Dot writes: the recent UK election made me think about how the media deceive us. By this I mean not that newspapers lie but that social media coupled to the way we get information create an illusion of what public opinion is. Who were all these people who voted conservative? I didn’t seem to know any. All the comments I read, by people known to me and unknown, talking directly or linked through the Guardian, the LRB, Avaaz, the blogosphere (which still exists – there are still plenty of people who can read something longer than a tweet) seemed quite convinced of the following:
– current UK housing policy is a disaster
– the benefits cap and the bedroom tax create monstrous injustices
– the universities are being taken to pieces for the benefit of – well, nobody; possibly private providers; certainly not students, and certainly not research
– the NHS is a parallel case – what’s happening to it isn’t what doctors want or what patients want
– climate change is real and urgent action is needed
– TTIP is very frightening
– the current treatment of migrants, especially asylum seekers, is horrendous. Skilled migrants pay in more than they take out; refugees deserve compassion and help not suspicion, detention, deportation
– the reduction of everybody’s worth to the amount of taxes they pay is grotesque
One had a sense of a swell of righteous agreement around these and related points.
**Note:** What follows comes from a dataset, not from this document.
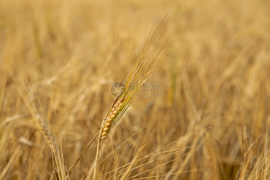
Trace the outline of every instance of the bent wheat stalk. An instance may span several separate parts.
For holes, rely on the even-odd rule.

With reference to the UK election specifically it was still a bit hard to see who to vote for, given the first-past-the-post system and the wetness of the Labour Party, but more broadly, and not just in the UK (equivalent issues arise in other countries), these things were What Everybody Thought.
Except of course they weren’t and aren’t. The bigness of the internet, the sense of being brought into contact with millions of strangers, concealed the fact that we were still all talking in a circle of the like-minded. We linked and clicked in circles to each other. And somewhere out there, on the internet and off it, were people who weren’t listening to these voices at all, and for whom none of this was obvious.
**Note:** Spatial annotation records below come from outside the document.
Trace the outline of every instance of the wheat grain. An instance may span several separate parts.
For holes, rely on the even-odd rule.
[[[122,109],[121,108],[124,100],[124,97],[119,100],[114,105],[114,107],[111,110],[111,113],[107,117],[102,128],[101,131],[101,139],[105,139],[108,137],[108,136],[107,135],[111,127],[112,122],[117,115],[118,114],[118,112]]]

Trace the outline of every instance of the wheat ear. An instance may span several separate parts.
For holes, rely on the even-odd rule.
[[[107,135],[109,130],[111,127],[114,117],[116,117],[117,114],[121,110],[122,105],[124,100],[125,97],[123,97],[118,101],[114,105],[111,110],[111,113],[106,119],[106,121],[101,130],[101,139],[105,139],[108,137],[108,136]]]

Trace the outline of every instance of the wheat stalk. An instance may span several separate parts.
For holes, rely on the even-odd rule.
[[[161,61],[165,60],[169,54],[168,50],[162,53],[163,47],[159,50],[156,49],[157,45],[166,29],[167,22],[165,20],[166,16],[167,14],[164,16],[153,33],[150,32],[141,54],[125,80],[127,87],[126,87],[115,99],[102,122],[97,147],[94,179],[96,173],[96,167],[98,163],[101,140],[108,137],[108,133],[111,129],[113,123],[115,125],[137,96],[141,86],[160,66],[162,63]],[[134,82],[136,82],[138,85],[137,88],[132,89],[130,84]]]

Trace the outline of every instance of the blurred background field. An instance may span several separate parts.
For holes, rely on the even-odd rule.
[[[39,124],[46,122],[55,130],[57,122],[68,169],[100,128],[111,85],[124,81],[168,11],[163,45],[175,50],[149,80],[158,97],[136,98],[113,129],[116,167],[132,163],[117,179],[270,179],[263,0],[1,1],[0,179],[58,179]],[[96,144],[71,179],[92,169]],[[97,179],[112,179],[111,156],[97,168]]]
How do we reach each other? That’s the question. The left gets accused of being a preachy bubble that doesn’t listen, convinced of its rightness and out of touch. To my mind, the things I believe as a lefty seem to be based on good evidence, good arguments. But people don’t believe things on the basis of arguments, not when it’s anything important to them. It’s based on who you are – who you’re with. Are these people giving you this message the kind of people you like? People like you? Or are they the people who (you think) think they’re better than you, set themselves up to teach you, grade you, fail you in your exam? Or (more from my own perspective here) are they the kinds of idiots who think they know everything because they got rich by knowing it, because they wear important suits, because they talk confidently about the Markets and have put away childish things like art or pity? Because f**k those people.
But we’re not going to get anywhere like this, are we? Sometimes I think the arts can bring people together, but they only can a bit; again, culture marks divisions as much as connections. However much you try to be open and reach out and explore, belonging always has walls. Is there any other way?